“I never saw anything to complain of in the Bosbury window,” he replied, “but some representing the Trinity I gladly saw destroyed. At Abingdon, when Sir William Waller had the market cross hewn down, I helped to break in pieces the images of the saints surrounding it, for some folk still knelt to them. And though at Winchester we regretted the irreverence shown to the tombs of the dead, and did our utmost to check it, we found it well-nigh impossible to control the people, for they connect all pictures and sculpture with the hated tyranny of Popish times.”

“I don’t understand how you can endure such sights,” said Hilary.

“Perhaps you hardly understand that a soldier has to endure sights so much more dreadful. Human beings crushed, battered, mangled—homes destroyed, and families destitute and starving—all the horrors of war. When once you have learnt to love people, you can’t think so much of mere things.”

“I don’t think you ever really cared for what was beautiful,” she said, reproachfully.

He winced. For was not her radiant loveliness tugging at his heart—torturing him with an intolerable longing to have her for his own to all eternity?

Norton would skilfully have taken advantage of such an opening and used it for his selfish ends, but Gabriel’s voice only sounded a little constrained, as he replied:

“You are right in deeming me no artist.”

Into his mind there came a sudden recollection of the comfort that Hilary’s miniature had been to him through these years of pain and separation; and then a horrible memory of what had passed about it in the church at Marlborough, and the sickening thought that Norton was even now seeking to ensnare her.

What was he to do?
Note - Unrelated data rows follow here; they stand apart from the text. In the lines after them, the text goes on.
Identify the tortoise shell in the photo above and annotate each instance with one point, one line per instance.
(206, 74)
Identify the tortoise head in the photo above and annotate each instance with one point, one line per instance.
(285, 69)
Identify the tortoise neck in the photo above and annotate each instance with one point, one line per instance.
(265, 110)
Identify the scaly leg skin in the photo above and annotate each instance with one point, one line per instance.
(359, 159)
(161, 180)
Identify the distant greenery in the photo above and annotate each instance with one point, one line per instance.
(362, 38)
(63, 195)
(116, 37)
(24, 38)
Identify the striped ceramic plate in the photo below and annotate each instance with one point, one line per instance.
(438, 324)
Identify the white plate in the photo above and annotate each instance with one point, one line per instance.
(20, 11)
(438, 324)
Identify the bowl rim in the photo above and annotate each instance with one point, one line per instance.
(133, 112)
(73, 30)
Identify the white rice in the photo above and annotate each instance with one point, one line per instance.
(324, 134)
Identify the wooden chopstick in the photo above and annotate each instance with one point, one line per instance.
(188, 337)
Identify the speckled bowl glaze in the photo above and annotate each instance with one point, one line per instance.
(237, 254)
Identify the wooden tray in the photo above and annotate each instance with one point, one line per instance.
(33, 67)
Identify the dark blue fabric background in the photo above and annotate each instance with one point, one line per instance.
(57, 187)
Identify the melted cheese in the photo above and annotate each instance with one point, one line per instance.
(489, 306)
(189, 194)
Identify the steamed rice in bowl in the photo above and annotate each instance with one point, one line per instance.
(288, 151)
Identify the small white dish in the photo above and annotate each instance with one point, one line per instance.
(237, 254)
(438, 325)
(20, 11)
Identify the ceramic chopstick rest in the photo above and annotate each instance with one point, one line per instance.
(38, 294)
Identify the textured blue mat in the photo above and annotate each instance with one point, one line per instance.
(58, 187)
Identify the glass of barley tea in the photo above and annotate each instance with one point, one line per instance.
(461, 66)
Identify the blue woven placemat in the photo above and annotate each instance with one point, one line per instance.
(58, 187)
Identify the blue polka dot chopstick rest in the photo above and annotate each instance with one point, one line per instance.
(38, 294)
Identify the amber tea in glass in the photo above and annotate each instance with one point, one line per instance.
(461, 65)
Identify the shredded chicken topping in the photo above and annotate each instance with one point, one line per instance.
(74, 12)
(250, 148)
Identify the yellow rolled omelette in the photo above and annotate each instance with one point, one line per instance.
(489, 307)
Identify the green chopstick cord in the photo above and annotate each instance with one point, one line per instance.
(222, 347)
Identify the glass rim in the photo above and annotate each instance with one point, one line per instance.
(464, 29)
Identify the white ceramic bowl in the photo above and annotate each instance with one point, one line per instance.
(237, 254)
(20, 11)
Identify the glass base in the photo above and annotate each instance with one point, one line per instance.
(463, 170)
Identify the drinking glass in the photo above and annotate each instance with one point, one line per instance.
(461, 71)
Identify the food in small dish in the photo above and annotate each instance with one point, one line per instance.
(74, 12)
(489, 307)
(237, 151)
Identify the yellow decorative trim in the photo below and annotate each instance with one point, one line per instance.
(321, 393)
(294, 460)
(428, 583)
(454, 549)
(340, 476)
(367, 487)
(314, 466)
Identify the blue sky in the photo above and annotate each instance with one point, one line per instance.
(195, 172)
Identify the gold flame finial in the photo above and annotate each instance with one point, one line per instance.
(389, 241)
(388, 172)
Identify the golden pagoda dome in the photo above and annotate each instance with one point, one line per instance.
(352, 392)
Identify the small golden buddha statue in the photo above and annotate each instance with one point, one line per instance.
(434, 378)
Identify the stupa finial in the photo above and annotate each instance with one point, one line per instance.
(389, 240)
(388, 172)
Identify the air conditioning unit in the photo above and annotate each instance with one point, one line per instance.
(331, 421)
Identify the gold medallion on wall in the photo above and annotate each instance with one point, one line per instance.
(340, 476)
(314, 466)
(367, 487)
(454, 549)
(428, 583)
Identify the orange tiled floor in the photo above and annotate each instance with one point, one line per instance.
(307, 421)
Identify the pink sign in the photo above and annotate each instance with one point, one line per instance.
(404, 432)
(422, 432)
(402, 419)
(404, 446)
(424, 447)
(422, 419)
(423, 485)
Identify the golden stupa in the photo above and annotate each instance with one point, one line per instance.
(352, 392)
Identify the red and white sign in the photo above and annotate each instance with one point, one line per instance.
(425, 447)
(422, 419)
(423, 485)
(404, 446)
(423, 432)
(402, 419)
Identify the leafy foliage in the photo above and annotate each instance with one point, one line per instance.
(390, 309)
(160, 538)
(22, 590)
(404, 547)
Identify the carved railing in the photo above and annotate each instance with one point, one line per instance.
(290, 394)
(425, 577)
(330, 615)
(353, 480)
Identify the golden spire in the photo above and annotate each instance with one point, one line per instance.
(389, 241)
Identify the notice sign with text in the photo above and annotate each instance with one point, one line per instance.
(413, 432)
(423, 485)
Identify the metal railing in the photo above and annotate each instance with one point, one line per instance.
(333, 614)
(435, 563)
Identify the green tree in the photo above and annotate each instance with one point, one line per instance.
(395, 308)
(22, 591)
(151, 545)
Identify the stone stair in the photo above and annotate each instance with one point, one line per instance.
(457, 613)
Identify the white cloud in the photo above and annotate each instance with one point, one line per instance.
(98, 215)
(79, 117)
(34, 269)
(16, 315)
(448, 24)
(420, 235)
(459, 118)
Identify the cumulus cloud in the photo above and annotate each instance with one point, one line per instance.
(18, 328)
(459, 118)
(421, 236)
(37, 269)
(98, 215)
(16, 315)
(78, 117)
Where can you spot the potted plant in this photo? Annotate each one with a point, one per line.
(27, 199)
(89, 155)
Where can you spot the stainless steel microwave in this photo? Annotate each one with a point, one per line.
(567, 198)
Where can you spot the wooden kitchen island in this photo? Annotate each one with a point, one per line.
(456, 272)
How could he best serve her? Their differences in religion and politics seemed to loom up larger than ever, and hopelessly to part them.

The sound of the soldiers and the villagers joining in the thanksgiving psalm broke in upon his sad thoughts. When the verse ended, he turned to Hilary and there was again a look of hope in his eyes. He was standing beneath the beautifully carved old rood screen and she was strangely moved by the pathos of his expression.